High quality Raspberry Pi 24bit/384k I2S card

phofman · 2025-05-13 6:23 pm

@m0rci: Congrats and hats off.

I have been thinking about a similar project, just not for extending stereo I2S (because 4ch/8ch I2S are already easily available), but extending 8ch to 16ch or even to 32ch. There are very very few USB UAC2 -> 16ch I2S bridges, and basically none USB UAC2 -> 32ch I2S bridges, while the USB gadget can handle that data flow easily (it could run 50+ 48kHz channels with just a minor modification). But the principle is identical, no matter how many channels.

Please let me a few questions: IIUC you generate all your I2S clocks with 2350. Does 2350 have enough dividers to generate both incoming I2S clocks and outgoing I2S, or do you generate the outgoing (i.e. slower) I2S with PIO? Or do you use individual PIOs for generating the incoming and outgoing clocks with PIO assembly program, using the 2350 PLLd master clock (you say 8x BCLK)?

Does 2350 have an option for external precise clock (e.g. standard audio MCLK 24.576MHz), to avoid any PLL alltogether? Does it allow switching between clocks (e.g. to allow switching between 48kHz and 44.1kHz clocks)?

Thanks a lot!

m0rci · 2025-05-13 7:59 pm

A single PIO state machine generates all the clock signals (MCLK, BCLK, LRCLK) for the incoming and for the outgoing I2S signals. Notice that the two outgoing I2S signals share the same clock so it's just matter of outputting 6 clock signals (notice also that the RPi does not need a master clock and not even the MAX98357s I'm using for testing need it, but the MA12070 wants it so... it's not like I'm paying for it).
When I realized that I could offload al the clocks to a single SM and use others for signal management instead of trying to intermix clocks and signals management, it all became incredibly easier. And of course you can only do this if you're the clock master!
About clock "precision"... at this stage I'm just using a standard Pico clone board, so the PIOs' clock is extracted from the sysclk of the board. And since there is a 12MHz xtal on the board, all the 48k, 96k, etc... rates are spot on. I really don't care about 44.1 and multiples but, yes, in the future, the idea is to switch to a custom PCB and there I could use a "audio" xtal. Notice that also these small Pico boards support external clock generators / external xtal, so I assume you could "run" them with an audio xtal.
BTW: I'm using the 2040, I do also have a couple of 2350s but for this stuff I did not need them.
Then again: I'm not thinking at this as a general solution. I just support a single fixed incoming signal rate, with a single supported signal format (S32_LE) and I'm producing two stereo outgoing signals with half that rate. Adding support for dynamic rate switching, more formats, and so on would be relatively easy, but that's not my use case.

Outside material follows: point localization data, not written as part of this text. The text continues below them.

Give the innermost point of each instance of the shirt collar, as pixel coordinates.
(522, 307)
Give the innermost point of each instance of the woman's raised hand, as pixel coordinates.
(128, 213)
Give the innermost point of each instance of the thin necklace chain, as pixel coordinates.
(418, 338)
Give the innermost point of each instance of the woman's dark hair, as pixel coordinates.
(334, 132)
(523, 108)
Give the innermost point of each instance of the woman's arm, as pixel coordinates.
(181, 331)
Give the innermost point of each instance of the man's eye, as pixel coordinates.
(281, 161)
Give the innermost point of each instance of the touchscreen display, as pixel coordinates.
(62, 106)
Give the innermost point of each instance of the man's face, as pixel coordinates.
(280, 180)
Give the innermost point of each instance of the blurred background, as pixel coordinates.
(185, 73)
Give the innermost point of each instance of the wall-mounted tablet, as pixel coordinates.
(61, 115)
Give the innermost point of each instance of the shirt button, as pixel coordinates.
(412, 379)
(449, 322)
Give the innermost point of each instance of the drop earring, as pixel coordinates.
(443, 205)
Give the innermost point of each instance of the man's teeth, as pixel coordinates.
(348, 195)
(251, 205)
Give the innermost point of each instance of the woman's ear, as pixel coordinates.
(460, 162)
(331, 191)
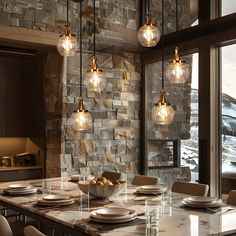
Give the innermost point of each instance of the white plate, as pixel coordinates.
(131, 214)
(199, 199)
(159, 191)
(20, 192)
(151, 187)
(112, 212)
(19, 186)
(108, 221)
(55, 197)
(203, 205)
(53, 203)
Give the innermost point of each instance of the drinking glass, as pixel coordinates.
(152, 218)
(46, 187)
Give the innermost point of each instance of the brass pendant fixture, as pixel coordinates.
(162, 112)
(67, 43)
(178, 71)
(95, 79)
(81, 118)
(148, 34)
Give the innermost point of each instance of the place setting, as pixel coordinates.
(20, 189)
(151, 189)
(202, 202)
(113, 215)
(51, 200)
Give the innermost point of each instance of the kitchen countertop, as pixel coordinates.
(9, 168)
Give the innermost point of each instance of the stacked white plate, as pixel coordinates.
(202, 202)
(55, 200)
(20, 189)
(151, 189)
(113, 215)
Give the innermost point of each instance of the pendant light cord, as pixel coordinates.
(162, 45)
(80, 46)
(94, 29)
(67, 11)
(148, 6)
(176, 19)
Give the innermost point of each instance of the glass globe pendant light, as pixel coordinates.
(81, 118)
(162, 112)
(67, 43)
(178, 71)
(148, 34)
(95, 77)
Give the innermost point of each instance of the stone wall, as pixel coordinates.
(114, 140)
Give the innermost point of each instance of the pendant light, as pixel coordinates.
(148, 33)
(67, 43)
(95, 77)
(81, 118)
(162, 112)
(178, 71)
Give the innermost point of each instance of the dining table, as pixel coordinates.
(175, 218)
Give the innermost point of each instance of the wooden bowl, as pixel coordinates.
(99, 191)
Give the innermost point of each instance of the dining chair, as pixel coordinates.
(32, 231)
(231, 200)
(144, 180)
(111, 175)
(5, 229)
(189, 188)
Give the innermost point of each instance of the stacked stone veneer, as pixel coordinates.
(114, 140)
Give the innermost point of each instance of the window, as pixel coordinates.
(228, 117)
(228, 7)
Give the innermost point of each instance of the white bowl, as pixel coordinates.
(99, 191)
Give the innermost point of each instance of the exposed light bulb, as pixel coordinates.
(162, 112)
(178, 71)
(81, 119)
(67, 43)
(95, 78)
(148, 34)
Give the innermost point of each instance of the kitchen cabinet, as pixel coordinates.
(20, 173)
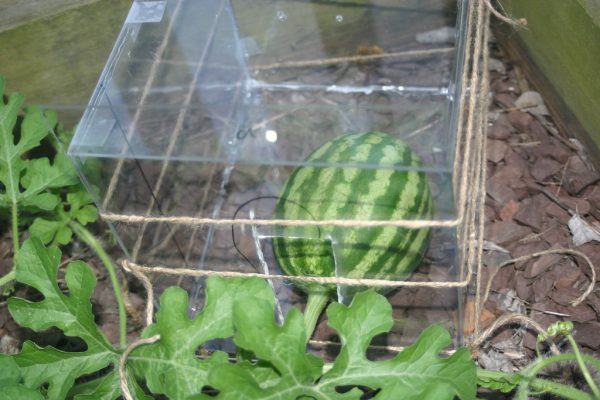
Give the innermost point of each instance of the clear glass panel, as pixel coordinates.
(206, 107)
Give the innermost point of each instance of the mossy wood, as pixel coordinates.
(562, 40)
(57, 58)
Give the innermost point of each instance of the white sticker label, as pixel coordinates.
(146, 11)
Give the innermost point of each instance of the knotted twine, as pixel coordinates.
(469, 172)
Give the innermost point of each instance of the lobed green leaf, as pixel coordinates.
(37, 267)
(171, 366)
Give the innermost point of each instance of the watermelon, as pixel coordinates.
(364, 176)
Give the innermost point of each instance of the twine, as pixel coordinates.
(160, 50)
(176, 131)
(519, 22)
(162, 270)
(357, 58)
(507, 320)
(194, 221)
(483, 112)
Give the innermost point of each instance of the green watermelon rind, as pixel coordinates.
(367, 193)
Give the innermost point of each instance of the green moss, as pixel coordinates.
(563, 38)
(57, 60)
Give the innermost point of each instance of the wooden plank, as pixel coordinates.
(15, 13)
(562, 41)
(58, 60)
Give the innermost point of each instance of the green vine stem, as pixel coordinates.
(15, 229)
(544, 385)
(584, 370)
(15, 237)
(533, 369)
(7, 278)
(314, 308)
(91, 241)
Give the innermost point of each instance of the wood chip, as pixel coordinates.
(486, 318)
(544, 168)
(531, 212)
(504, 232)
(587, 334)
(508, 210)
(496, 149)
(520, 120)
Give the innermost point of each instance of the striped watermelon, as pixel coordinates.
(364, 186)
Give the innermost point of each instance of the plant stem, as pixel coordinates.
(584, 370)
(91, 241)
(15, 229)
(314, 307)
(545, 385)
(7, 278)
(16, 245)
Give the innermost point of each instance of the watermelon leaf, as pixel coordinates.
(37, 267)
(11, 385)
(416, 373)
(55, 229)
(36, 175)
(171, 365)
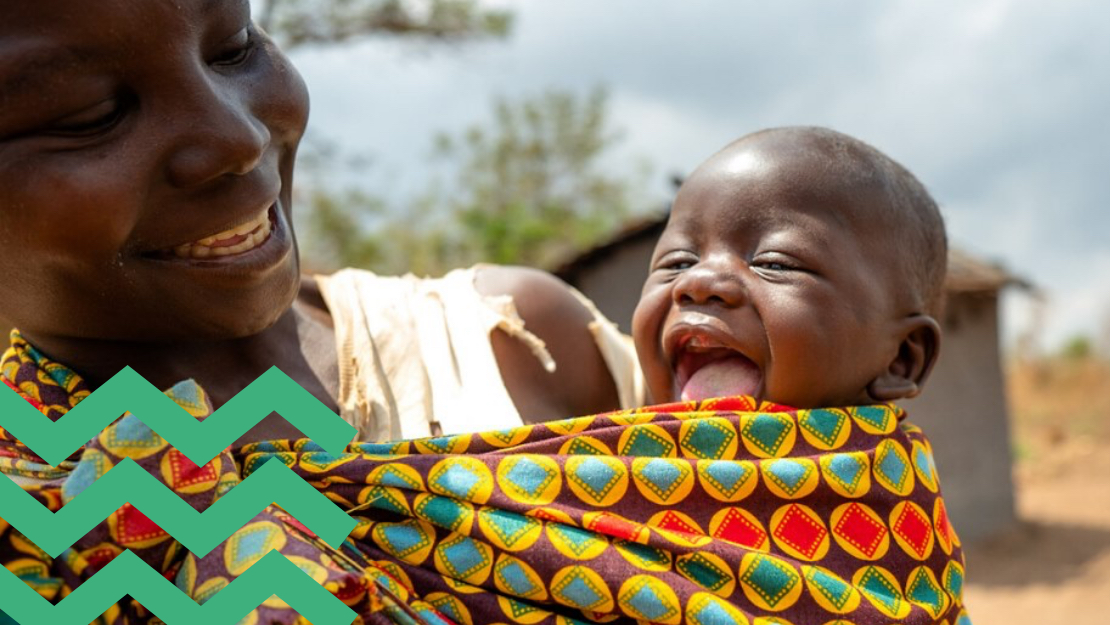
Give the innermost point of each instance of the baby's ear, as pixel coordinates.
(917, 352)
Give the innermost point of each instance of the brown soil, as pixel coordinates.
(1055, 567)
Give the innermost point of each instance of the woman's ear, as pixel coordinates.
(917, 352)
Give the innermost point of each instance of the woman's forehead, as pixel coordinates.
(104, 22)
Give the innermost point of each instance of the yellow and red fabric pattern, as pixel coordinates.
(704, 513)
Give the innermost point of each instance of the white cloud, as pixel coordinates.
(999, 107)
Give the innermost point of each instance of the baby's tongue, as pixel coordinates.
(732, 375)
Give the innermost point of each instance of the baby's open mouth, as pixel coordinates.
(706, 369)
(235, 240)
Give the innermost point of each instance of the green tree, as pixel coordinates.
(527, 187)
(531, 185)
(298, 22)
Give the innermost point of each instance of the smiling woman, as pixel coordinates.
(147, 155)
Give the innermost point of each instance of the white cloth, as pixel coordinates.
(415, 356)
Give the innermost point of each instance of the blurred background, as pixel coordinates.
(446, 132)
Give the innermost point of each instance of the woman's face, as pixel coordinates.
(147, 152)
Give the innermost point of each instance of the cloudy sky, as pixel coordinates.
(999, 107)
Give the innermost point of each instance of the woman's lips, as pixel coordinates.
(238, 240)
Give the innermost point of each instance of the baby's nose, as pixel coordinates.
(709, 284)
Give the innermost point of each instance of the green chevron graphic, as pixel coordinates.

m0rci · 2025-05-13 8:22 pm

phofman said:
I have been thinking about a similar project, just not for extending stereo I2S (because 4ch/8ch I2S are already easily available), but extending 8ch to 16ch or even to 32ch. There are very very few USB UAC2 -> 16ch I2S bridges, and basically none USB UAC2 -> 32ch I2S bridges, while the USB gadget can handle that data flow easily (it could run 50+ 48kHz channels with just a minor modification). But the principle is identical, no matter how many channels.

Have you considered the creation of an ALSA virtual device that accepts, say, a 16 channels signal and just transfers this stuff (with the most convenient encoding) to a Pico via SPI? The Pico then would put all the data in a buffer that is used to feed 16 I2S output signals. They would share the same clocks, looks quite straightforward. The issue I see is that RPis do not run as SPI slaves so you will have a rate mismatch to handle. But then again you could manage the skew with some form of backpressure and when the RPi goes to much ahead or to much behind you could recur to resampling. I'm sure it can be done, not trivial but feasible.

mikeAtx · 2025-05-13 10:09 pm

I think you'd probably want the pico to be in slave mode not the pi. I do this for something else and have one core of the pico doing the work, or in your case the feeding the I2S to the DAC's. Then the other core in the pico is getting data as an spi slave to the pi. The code I posted above is the spi slave pio code. The pico also signals to the pi via a gpio that it is ready for data. That triggers the pi to send. One thing I have noted is it is difficult to send more than 16 bytes in a transaction though. I don't remember why anymore. Another issue I think I ran into was the pi wants to toggle CS for every byte, or word, can't remember anymore. Slows things down even more. So what I did is add the overlay on the pi that moves CS to an unrouted gpio and then use bit banging for CS. So a transfer is CS low via gpio, transfer 16 bytes, CS high via gpio.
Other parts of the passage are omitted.